Consider the fact that the rideshare and delivery sector comprises only 5% of the entire independent workforce nationally. Meanwhile, tax data documented by the Internal Revenue Service and U.S. Treasury Department spanning 15 years show that industries with the greatest share of independent contractors are not the so-called gig workers, but rather, “professional, scientific, and technical services,” followed by “other services (e.g., grant writing, pet care, repair)” and “healthcare.”

Not surprisingly, restrictive labor policies disproportionately affect women, who make up close to half of the freelancer workforce. Be it the single mother needing flexible work arrangements, the aspiring solopreneur looking to reinvent herself, or the senior wanting to supplement her social security with extra income while staying active in her sunset years, women have made it clear they prefer choices.

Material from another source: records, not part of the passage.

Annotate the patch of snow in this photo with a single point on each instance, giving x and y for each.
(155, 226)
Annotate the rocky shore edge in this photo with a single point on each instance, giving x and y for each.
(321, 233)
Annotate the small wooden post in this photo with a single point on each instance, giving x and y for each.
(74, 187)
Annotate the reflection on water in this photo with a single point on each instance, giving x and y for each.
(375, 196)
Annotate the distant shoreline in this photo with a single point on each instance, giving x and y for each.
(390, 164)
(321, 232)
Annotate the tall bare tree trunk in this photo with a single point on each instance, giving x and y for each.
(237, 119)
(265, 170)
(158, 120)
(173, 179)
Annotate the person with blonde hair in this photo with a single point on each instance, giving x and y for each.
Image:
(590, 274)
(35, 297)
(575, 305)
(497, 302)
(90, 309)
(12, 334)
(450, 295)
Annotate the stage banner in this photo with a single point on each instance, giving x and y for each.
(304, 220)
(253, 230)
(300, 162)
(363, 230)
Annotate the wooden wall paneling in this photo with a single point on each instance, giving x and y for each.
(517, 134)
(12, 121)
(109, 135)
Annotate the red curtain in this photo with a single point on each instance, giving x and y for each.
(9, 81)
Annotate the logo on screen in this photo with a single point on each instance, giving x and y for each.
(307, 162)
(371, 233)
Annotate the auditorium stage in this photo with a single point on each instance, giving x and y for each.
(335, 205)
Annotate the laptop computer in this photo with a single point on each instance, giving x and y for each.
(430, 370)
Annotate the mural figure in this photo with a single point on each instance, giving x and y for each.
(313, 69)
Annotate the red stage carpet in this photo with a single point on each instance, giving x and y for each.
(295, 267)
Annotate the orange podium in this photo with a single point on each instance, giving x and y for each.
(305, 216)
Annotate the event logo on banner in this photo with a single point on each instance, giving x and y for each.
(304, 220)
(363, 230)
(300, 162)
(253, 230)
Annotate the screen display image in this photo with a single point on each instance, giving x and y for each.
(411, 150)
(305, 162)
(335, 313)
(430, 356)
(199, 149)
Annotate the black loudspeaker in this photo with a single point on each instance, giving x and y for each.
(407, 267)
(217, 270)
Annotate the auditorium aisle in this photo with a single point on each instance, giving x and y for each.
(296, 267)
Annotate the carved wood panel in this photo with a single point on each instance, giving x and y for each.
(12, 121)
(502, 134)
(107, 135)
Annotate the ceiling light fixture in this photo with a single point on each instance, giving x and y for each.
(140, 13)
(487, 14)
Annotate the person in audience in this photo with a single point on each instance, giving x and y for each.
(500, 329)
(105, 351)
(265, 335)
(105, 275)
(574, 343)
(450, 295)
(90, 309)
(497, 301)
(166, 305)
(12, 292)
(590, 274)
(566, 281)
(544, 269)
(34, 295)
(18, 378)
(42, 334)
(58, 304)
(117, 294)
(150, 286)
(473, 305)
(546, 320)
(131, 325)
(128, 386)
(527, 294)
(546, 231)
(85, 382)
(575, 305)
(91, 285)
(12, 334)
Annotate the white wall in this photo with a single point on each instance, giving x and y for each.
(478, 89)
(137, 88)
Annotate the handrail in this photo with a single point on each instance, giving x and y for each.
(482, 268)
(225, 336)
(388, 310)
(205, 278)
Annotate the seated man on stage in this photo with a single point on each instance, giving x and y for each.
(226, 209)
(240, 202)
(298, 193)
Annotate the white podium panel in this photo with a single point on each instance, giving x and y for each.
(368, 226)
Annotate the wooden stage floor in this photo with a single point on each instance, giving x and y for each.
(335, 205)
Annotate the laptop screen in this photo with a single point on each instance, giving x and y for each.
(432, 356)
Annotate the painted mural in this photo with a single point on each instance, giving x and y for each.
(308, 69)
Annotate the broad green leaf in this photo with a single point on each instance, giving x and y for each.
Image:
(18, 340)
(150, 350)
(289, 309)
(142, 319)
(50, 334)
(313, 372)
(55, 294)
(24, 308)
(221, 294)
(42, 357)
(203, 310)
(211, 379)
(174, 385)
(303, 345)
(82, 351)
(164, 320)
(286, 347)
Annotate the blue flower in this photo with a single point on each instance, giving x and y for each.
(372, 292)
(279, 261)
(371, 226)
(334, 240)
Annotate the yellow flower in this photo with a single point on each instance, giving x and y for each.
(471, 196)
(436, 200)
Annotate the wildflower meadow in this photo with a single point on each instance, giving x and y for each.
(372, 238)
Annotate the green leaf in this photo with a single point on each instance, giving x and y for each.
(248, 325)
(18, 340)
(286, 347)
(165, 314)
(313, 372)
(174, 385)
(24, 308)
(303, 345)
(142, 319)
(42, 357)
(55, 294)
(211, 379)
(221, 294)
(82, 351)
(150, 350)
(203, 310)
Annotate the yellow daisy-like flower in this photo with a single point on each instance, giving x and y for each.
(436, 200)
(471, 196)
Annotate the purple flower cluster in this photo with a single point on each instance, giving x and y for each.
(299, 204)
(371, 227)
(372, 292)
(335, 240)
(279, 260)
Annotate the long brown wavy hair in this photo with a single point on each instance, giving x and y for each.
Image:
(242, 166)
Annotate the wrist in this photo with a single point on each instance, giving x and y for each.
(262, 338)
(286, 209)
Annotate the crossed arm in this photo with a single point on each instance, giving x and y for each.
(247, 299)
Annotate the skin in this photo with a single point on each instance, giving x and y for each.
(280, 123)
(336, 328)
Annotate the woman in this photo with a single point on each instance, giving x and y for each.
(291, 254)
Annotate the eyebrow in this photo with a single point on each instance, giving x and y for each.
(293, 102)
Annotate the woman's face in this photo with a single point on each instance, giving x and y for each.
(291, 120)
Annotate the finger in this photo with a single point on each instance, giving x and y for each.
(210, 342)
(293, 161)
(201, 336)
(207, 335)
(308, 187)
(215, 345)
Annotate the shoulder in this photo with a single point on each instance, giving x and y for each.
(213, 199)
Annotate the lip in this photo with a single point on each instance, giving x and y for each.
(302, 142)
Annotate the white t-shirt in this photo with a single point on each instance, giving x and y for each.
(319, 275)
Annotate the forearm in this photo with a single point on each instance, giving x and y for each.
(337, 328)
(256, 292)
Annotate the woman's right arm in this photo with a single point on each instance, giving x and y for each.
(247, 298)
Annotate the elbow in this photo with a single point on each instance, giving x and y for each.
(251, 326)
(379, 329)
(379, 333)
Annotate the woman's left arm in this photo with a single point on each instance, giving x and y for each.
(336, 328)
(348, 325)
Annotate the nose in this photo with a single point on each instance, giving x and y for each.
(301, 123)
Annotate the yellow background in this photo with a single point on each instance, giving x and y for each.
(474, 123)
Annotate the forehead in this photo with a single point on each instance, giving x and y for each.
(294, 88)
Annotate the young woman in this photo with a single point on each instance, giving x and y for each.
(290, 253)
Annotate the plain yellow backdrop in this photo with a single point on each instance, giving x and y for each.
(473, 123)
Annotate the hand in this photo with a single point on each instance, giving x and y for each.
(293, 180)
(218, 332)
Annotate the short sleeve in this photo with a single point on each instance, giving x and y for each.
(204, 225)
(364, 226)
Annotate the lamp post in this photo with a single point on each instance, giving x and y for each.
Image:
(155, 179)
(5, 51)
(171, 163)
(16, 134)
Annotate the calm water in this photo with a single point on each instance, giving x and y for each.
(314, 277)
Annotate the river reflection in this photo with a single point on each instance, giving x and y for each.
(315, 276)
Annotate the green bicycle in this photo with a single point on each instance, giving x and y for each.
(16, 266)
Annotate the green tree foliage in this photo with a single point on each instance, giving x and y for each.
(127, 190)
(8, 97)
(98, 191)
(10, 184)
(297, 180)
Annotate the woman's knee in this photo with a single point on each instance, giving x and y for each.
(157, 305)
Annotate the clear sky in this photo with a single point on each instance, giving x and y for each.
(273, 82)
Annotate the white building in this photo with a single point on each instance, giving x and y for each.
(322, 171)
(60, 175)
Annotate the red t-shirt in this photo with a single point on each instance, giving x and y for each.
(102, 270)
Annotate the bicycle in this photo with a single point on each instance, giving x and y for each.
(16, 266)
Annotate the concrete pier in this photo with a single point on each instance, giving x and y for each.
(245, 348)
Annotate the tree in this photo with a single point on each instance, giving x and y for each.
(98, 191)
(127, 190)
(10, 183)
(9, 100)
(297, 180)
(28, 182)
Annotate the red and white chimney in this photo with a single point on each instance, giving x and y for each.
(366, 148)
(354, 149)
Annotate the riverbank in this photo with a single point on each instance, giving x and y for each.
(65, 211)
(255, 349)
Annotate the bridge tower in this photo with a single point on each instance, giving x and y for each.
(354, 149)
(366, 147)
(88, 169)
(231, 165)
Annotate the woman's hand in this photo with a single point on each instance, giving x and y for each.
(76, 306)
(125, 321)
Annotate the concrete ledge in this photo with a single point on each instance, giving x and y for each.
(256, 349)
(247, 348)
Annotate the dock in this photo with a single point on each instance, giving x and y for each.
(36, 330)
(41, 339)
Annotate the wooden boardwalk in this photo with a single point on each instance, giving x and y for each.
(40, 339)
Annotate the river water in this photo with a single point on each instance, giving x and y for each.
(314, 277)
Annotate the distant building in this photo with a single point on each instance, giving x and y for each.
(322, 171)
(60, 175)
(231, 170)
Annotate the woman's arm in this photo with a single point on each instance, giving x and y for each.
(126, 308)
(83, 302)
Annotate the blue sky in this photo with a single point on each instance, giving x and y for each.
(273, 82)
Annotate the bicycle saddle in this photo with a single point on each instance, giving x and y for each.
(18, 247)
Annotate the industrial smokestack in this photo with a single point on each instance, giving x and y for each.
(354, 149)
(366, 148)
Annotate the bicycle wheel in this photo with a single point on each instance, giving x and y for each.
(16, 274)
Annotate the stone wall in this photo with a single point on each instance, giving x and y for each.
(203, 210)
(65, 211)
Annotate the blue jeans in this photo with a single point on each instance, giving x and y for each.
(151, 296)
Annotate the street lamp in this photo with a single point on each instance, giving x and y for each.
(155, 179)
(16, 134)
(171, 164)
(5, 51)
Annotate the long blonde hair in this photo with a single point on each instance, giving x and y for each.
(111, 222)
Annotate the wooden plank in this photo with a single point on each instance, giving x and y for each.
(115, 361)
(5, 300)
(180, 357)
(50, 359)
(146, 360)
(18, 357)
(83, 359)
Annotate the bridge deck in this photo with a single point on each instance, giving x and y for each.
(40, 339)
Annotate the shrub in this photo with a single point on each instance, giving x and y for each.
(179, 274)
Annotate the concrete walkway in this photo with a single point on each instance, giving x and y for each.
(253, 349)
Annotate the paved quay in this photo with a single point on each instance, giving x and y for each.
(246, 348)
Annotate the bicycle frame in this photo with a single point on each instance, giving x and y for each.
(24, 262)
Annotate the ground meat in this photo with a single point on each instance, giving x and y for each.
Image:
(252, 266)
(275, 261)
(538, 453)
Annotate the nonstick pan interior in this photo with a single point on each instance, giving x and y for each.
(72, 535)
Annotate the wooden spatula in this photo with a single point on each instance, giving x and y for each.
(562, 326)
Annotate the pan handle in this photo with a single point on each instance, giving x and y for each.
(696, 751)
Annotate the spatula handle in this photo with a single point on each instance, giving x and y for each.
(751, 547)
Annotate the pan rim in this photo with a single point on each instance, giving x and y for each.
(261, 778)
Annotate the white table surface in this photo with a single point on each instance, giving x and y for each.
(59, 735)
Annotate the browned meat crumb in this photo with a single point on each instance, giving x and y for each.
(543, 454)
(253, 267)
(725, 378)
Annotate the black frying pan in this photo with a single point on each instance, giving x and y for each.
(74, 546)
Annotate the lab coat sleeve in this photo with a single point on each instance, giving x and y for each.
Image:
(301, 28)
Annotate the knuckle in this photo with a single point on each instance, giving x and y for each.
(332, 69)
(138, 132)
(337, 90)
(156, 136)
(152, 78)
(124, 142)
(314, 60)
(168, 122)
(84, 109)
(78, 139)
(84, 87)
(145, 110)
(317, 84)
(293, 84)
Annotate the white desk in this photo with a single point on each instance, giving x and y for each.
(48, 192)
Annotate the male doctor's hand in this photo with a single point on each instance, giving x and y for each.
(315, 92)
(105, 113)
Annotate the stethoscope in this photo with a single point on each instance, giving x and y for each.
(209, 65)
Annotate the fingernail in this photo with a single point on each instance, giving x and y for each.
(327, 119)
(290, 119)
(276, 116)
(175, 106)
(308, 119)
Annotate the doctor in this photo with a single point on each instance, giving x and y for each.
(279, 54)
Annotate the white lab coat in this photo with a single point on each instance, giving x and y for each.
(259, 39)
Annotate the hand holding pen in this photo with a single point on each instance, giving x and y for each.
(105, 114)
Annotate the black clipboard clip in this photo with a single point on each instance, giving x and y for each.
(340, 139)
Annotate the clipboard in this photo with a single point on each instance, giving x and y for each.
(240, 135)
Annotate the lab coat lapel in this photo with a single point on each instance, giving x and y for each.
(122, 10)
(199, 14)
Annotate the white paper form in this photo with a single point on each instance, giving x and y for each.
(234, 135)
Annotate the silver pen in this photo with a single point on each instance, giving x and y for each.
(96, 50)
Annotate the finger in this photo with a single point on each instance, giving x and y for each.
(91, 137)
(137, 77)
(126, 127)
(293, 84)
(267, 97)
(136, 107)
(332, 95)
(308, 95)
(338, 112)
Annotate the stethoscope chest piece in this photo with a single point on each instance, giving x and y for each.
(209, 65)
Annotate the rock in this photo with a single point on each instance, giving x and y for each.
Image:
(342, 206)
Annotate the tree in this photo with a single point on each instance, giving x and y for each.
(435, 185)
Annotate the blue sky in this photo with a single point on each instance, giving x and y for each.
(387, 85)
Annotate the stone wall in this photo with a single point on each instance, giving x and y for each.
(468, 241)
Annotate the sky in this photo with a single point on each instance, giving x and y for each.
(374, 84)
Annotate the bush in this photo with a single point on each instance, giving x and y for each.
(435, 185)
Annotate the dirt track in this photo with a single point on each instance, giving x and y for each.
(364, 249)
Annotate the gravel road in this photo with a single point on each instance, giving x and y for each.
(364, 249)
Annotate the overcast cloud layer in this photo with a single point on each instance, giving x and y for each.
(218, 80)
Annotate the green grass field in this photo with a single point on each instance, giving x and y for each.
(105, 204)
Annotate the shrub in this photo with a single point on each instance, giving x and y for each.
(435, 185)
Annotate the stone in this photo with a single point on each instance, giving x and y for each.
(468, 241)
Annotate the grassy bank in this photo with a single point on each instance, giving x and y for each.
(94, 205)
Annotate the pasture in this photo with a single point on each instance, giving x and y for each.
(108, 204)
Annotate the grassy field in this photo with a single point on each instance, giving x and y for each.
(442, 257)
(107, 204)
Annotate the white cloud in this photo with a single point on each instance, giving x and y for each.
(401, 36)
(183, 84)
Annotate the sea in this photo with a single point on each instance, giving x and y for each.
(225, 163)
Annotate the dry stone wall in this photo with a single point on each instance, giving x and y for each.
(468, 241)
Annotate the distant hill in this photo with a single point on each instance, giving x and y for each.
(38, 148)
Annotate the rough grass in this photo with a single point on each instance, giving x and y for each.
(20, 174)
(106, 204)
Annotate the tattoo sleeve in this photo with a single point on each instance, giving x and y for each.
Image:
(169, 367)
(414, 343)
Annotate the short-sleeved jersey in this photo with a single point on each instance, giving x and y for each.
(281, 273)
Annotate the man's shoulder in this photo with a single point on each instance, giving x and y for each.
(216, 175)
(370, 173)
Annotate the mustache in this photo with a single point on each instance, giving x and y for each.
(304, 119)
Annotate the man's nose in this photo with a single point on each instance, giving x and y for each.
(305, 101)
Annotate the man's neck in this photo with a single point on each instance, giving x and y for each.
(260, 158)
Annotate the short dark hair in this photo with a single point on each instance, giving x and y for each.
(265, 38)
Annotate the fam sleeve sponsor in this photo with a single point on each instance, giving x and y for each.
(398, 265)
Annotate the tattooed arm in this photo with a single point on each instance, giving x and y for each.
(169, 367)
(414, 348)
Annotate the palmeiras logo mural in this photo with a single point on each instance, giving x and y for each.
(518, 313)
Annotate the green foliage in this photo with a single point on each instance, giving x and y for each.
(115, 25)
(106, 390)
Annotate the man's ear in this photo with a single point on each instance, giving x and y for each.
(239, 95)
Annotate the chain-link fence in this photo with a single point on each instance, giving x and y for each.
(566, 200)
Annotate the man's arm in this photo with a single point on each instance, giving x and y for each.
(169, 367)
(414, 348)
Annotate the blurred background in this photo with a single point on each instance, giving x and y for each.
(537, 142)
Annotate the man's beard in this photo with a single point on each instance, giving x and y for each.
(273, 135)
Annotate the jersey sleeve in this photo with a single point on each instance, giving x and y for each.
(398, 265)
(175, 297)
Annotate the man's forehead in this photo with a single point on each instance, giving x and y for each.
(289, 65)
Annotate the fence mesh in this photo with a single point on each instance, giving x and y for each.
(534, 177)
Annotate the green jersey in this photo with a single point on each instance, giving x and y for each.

The other side of the coin is how the small business community is affected by the increasing limitations on the independent contractors with whom they traditionally engage. Main Street businesses and mom-and-pops need to be light on their feet in order to grow. They should be allowed to bring on specialized help when and if the need arises without incurring the massive overhead of putting everyone on payroll, even when the work is just for an hour or a day.

Policymakers might think their one-size-fits-all labor laws are good for everyone. However, these so-called “protections” end up putting countless career professionals out of business.

Self-employment is as American as the Fourth of July and apple pie. Lawmakers need to keep their hands off our livelihoods and protect the independent workforce, not destroy it.